Deparment of Psychiatry, Igdır State Hospital, Igdır, Turkey.
Department of Psychiatry, Yıldırım Beyazıt University Faculty of Medicine, Ankara Ataturk Training and Research Hospital, Ankara, Turkey.
Gen Hosp Psychiatry. 2014 Mar-Apr;36(2):208-13. doi: 10.1016/j.genhosppsych.2013.11.006. Epub 2013 Nov 27.
Treatment noncompliance is one of the most frequent causes of relapse and recurrence in patients with bipolar I disorder. Treatment compliance among patients with bipolar disorder is affected by individual patients' features, the disease itself, doctor-patient relationships and patients' socio-economic and cultural characteristics. This study aimed to determine the factors affecting treatment compliance during the treatment of bipolar disorder and contribute to current clinical strategies.
Data were collected from 78 volunteers with bipolar I disorder in remission; all volunteers were being treated solely with mood stabilisers. Sociodemographic and clinical data were gathered through a semi-structured interview designed by researchers. The Hamilton Depression Rating Scale and the Young Mania Rating Scale were both administered to assess remission of bipolar I disorder, and a self-report scale, the Medication Adherence Rating Scale, was administered to assess medication adherence.

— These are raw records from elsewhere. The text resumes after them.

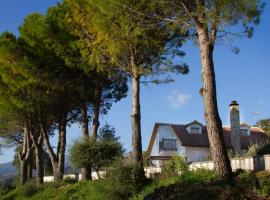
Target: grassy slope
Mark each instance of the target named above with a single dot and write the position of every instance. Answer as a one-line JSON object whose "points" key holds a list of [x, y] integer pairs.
{"points": [[63, 191], [188, 186]]}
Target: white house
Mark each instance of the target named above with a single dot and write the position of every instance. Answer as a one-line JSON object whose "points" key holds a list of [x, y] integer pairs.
{"points": [[191, 140]]}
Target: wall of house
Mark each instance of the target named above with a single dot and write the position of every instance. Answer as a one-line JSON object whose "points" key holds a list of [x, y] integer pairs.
{"points": [[165, 132], [255, 163], [196, 154], [194, 125]]}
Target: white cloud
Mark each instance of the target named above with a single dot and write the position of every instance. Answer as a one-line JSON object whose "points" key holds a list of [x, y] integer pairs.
{"points": [[178, 99], [260, 102]]}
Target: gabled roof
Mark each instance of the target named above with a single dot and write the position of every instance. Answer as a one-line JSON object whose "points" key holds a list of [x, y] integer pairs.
{"points": [[194, 122], [201, 140]]}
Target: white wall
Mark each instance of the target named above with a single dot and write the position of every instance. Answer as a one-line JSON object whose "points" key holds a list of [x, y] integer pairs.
{"points": [[194, 125], [165, 132], [193, 154], [196, 154]]}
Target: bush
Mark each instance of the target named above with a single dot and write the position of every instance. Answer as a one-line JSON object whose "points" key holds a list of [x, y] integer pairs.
{"points": [[96, 154], [6, 188], [258, 150], [174, 167], [264, 182], [125, 178], [265, 149], [186, 178]]}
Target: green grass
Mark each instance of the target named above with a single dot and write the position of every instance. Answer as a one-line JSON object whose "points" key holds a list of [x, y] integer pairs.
{"points": [[86, 190], [191, 185], [188, 178]]}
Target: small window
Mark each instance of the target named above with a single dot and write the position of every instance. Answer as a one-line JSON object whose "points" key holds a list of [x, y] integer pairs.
{"points": [[168, 144], [243, 132], [195, 130]]}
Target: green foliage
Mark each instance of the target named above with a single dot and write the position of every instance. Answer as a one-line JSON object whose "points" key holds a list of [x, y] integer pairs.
{"points": [[265, 125], [258, 149], [107, 133], [187, 178], [124, 177], [23, 191], [174, 167], [264, 182], [95, 154]]}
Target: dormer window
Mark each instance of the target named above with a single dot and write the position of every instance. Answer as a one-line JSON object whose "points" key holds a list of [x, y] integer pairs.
{"points": [[195, 130], [168, 144], [244, 132], [194, 127], [244, 129]]}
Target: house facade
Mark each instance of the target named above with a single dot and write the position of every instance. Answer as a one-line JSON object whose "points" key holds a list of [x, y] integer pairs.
{"points": [[191, 140]]}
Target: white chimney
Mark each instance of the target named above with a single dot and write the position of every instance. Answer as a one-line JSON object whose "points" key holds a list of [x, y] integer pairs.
{"points": [[235, 127]]}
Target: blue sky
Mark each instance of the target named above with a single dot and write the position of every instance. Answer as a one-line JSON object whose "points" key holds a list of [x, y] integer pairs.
{"points": [[244, 77]]}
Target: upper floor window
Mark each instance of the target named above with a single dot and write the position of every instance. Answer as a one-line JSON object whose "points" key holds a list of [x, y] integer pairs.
{"points": [[195, 130], [168, 144], [244, 132]]}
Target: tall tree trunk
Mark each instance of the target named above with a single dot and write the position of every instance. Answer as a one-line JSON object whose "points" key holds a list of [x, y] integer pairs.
{"points": [[58, 159], [86, 172], [23, 171], [136, 117], [61, 149], [37, 139], [39, 164], [96, 112], [30, 159], [24, 155], [213, 121]]}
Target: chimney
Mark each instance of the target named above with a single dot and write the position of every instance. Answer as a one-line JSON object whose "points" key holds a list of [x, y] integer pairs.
{"points": [[235, 127]]}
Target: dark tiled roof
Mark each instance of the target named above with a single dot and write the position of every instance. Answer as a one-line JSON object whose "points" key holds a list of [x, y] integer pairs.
{"points": [[201, 140]]}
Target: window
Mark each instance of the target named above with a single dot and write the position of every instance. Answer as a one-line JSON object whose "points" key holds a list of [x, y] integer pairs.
{"points": [[243, 131], [168, 144], [195, 130]]}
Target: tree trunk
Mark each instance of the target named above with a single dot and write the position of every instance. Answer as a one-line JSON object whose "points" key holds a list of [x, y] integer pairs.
{"points": [[23, 172], [30, 159], [136, 117], [24, 155], [213, 121], [86, 172], [39, 164], [85, 122], [96, 111], [58, 159], [61, 149]]}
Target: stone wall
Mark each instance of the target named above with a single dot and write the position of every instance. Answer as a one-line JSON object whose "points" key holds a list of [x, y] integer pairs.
{"points": [[256, 163]]}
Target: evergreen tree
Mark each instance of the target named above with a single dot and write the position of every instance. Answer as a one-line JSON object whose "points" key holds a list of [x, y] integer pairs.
{"points": [[209, 21]]}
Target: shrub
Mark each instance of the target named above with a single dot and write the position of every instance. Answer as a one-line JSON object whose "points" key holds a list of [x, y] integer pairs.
{"points": [[95, 154], [6, 188], [265, 149], [174, 167], [125, 180], [258, 149], [187, 178], [264, 182]]}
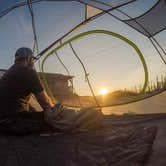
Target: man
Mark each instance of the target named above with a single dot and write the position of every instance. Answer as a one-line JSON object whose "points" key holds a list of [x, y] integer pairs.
{"points": [[16, 87]]}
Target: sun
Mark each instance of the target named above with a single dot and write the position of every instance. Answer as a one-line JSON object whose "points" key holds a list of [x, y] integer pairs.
{"points": [[103, 91]]}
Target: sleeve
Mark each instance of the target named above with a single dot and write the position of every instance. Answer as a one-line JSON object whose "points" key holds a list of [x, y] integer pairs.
{"points": [[34, 83]]}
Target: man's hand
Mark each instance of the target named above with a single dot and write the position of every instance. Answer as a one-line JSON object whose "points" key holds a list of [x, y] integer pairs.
{"points": [[44, 100]]}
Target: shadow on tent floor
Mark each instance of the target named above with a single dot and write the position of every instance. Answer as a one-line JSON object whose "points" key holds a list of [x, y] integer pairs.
{"points": [[123, 141]]}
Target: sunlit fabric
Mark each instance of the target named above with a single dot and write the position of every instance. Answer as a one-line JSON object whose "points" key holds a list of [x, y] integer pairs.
{"points": [[117, 45]]}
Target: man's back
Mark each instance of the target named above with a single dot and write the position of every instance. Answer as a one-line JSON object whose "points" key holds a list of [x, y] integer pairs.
{"points": [[16, 86]]}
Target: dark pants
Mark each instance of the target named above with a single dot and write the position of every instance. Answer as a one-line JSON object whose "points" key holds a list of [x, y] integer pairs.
{"points": [[25, 123]]}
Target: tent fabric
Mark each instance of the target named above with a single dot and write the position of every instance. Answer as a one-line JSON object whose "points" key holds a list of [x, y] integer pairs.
{"points": [[58, 21], [151, 22]]}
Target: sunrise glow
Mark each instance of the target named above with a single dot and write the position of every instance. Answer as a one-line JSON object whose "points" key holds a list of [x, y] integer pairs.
{"points": [[103, 91]]}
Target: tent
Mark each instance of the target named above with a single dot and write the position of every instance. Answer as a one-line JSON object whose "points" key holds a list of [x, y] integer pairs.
{"points": [[109, 46]]}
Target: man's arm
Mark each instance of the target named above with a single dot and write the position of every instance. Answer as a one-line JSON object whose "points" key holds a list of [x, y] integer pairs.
{"points": [[44, 100]]}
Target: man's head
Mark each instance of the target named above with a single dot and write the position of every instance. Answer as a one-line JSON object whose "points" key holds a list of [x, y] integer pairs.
{"points": [[25, 55]]}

Treatment compliant patients reported that they had received adequate social support and had been sufficiently informed by their physicians about the illness and treatment. Treatment compliant individuals with higher rates of hospitalisations and the results indicate that the number of depressive episodes adversely affects treatment compliance. There was not a statistically significant difference in treatment compliance based on duration of illness, euthymia, time, total number of episodes, age of onset, predominant polarity, drug doses, number of daily medications, frequency of daily medications, or type of mood stabiliser used.
These results indicate that there are differences between compliant and non-compliant bipolar I disorder patients in terms of adequate social support, information provided by the physician about the illness and treatment, number of depressive episodes and number of hospitalisations.
治疗不依从是双相 I 型障碍患者复发和复发的最常见原因之一。双相障碍患者的治疗依从性受个体患者特征、疾病本身、医患关系以及患者的社会经济和文化特征的影响。本研究旨在确定影响双相障碍治疗期间治疗依从性的因素,并为当前的临床策略做出贡献。
从 78 名缓解期双相 I 型障碍的志愿者中收集数据;所有志愿者均仅使用情绪稳定剂治疗。通过研究人员设计的半结构式访谈收集社会人口统计学和临床数据。使用汉密尔顿抑郁评定量表和 Young 躁狂评定量表评估双相 I 型障碍的缓解情况,使用自我报告量表 Medication Adherence Rating Scale 评估药物依从性。
治疗依从的患者报告说他们得到了足够的社会支持,并从医生那里获得了关于疾病和治疗的充分信息。治疗依从性较高的住院患者比例较高,结果表明抑郁发作次数会对治疗依从性产生不利影响。基于疾病持续时间、病情稳定、时间、总发作次数、发病年龄、主要极性、药物剂量、每日用药次数、每日用药频率或使用的情绪稳定剂类型,治疗依从性没有统计学差异。
这些结果表明,在充分的社会支持、医生提供的关于疾病和治疗的信息、抑郁发作次数和住院次数方面,依从性和不依从性双相 I 型障碍患者之间存在差异。